I'm learning Windowing & Triggering concepts in Apache with the intention to:
- reads for unbounded sources (PubSub)
- write the incoming message to localhost disk every 5 sec FIXED Window interval
ISSUE: no output getting written to localhost disk (the pipeline did create a beam-team- folder and wrote some files in there but no output.csv in intended destination getting written every 5 sec.)
- running apache-beam==2.9.0, Python 2.7.10
- Tried both: DirectRunner, as well as DataFlowRunner (with GCS Bucket as destination)

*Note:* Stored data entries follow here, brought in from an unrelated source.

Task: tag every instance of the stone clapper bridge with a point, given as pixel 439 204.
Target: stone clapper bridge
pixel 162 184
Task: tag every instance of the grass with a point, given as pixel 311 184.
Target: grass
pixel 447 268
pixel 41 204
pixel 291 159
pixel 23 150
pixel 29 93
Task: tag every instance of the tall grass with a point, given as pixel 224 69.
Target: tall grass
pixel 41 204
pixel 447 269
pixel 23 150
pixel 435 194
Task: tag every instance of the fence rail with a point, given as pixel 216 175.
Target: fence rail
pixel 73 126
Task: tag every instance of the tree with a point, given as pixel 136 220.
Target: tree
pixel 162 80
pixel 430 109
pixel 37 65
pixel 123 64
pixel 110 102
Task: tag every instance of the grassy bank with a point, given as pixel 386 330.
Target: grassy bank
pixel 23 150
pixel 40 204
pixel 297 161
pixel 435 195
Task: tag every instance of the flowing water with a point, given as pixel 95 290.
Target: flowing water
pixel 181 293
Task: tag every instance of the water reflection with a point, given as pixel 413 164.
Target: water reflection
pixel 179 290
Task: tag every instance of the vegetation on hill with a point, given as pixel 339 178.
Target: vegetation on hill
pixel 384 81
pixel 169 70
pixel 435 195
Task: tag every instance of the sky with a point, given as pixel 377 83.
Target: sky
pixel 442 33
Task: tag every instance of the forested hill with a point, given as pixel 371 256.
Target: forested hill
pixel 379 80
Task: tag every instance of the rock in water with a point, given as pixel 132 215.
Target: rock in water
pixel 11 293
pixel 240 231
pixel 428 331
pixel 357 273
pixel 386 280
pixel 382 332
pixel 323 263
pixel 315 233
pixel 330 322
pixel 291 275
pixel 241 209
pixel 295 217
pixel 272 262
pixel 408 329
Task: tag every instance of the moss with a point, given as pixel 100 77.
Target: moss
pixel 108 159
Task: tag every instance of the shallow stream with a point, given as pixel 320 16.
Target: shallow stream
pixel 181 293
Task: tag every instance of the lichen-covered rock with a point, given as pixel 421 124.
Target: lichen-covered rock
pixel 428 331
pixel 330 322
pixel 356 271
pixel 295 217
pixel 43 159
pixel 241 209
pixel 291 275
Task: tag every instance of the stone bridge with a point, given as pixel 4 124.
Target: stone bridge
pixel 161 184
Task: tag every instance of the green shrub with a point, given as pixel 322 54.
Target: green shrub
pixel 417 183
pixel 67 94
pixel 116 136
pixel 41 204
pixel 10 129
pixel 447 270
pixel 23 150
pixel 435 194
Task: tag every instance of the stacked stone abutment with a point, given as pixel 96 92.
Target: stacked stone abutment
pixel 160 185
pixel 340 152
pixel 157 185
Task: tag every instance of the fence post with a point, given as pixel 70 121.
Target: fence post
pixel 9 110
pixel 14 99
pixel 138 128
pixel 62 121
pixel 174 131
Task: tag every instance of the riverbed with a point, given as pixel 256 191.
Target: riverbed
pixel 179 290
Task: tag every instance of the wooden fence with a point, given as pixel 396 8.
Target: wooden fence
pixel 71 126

Here's the code (thanks a lot in advance for any advice):
p = beam.Pipeline(runner=None, options=options, argv=None)
"""
#1) Read incoming messages & apply Windowing
"""
lines = p | "read_sub" >> beam.io.gcp.pubsub.ReadFromPubSub(topic=None, subscription=SUBSCRIBER, with_attributes=True) \
"""
#2) Apply 5 sec Windowing
"""
| 'window' >> beam.WindowInto(beam.window.FixedWindows(5))
"""
#3) apply Map() ops
"""
output = lines | "pardo" >> beam.Map(lambda x: x.data)
"""
#4) write out to localhost disk
"""
output | beam.io.WriteToText('output', file_name_suffix='.csv', header='time, colname1, colname2')
p.run().wait_until_finish()
thanks a lot in advance for any advice!
Cheers!